Technical Program

Paper Detail

Paper ID	E-3-2.3
Paper Title	Computer-Resource-Aware Deep Speech Separation with a Run-Time-Specified Number of BLSTM Layers
Authors	Masahito Togami, Line corporation, Japan; Yoshiki Masuyama, Waseda University, Japan; Tatsuya Komatsu, Line corporation, Japan; Kazuyoshi Yoshii, Tatsuya Kawahara, Kyoto University, Japan
Session	E-3-2: Speech Separation 2, Sound source separation
Time	Thursday, 10 December, 15:30 - 17:15
Presentation Time:	Thursday, 10 December, 16:00 - 16:15 Check your Time Zone
	All times are in New Zealand Time (UTC +13)
Topic	Speech, Language, and Audio (SLA):
Abstract	Recently, deep neural networks (DNNs) with multiple bidirectional long short term memory (BLSTM) layers have been successfully applied to supervised multi-channel speech separation.
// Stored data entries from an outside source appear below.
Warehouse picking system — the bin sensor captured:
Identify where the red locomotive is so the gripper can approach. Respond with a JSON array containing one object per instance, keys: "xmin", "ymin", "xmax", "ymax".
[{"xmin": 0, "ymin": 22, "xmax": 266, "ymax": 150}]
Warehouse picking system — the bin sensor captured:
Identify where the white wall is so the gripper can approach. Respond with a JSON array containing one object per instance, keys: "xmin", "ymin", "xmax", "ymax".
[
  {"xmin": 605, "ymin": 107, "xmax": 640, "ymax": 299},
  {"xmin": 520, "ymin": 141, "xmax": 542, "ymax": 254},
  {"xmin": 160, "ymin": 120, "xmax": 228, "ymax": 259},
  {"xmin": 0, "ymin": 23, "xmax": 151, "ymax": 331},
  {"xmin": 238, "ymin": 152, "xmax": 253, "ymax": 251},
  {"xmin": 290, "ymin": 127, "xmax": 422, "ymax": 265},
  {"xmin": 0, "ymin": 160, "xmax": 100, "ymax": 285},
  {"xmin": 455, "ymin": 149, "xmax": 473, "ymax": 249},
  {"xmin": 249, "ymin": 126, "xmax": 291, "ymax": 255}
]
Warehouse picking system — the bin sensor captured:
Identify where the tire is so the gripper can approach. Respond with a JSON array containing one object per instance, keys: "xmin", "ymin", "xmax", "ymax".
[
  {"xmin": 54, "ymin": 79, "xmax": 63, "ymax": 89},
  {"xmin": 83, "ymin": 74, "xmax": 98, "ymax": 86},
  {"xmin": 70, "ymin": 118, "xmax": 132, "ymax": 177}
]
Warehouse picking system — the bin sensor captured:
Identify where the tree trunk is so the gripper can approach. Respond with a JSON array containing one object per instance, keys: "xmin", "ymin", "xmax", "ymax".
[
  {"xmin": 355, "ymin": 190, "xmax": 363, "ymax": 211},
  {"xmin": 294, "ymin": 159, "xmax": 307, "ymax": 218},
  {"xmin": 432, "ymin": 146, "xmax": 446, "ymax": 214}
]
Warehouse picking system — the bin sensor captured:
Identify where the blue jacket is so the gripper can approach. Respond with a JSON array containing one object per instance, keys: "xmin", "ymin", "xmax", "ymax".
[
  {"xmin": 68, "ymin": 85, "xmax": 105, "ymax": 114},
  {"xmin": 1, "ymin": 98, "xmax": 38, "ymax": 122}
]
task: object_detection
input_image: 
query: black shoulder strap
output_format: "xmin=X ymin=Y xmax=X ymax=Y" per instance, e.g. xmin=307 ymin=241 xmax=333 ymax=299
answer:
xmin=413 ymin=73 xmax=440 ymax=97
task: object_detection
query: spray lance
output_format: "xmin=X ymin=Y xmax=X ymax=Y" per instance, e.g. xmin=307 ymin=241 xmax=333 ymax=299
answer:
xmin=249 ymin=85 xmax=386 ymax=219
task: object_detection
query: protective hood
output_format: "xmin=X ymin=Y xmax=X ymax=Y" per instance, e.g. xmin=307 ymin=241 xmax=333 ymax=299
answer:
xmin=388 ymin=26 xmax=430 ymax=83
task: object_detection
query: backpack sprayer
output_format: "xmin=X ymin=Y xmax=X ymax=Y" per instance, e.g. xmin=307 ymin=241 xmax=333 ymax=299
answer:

When it is applied for industrial products, one shortage is that the number of the BLSTM layers is not variable according to the available computational resource once the DNN is trained. Since available computational resource varies from device to device, it is preferable that the number of the BLSTM layers can be changed for optimal performance. In this paper, we propose a DNN based speech separation, in which each BLSTM layer is connected with a signal processing layer. It can output a separated speech signal, which can also be fed into the successive BLSTM layer. The proposed method trains two types of BLSTM layers. The first one is utilized for initialization of speech separation. The second one is utilized for enhancing separation performance. The proposed method can increase the number of the BLSTM layers by stacking the second type of the BLSTM layer to improve separation performance. Experimental results show that the proposed method is effective.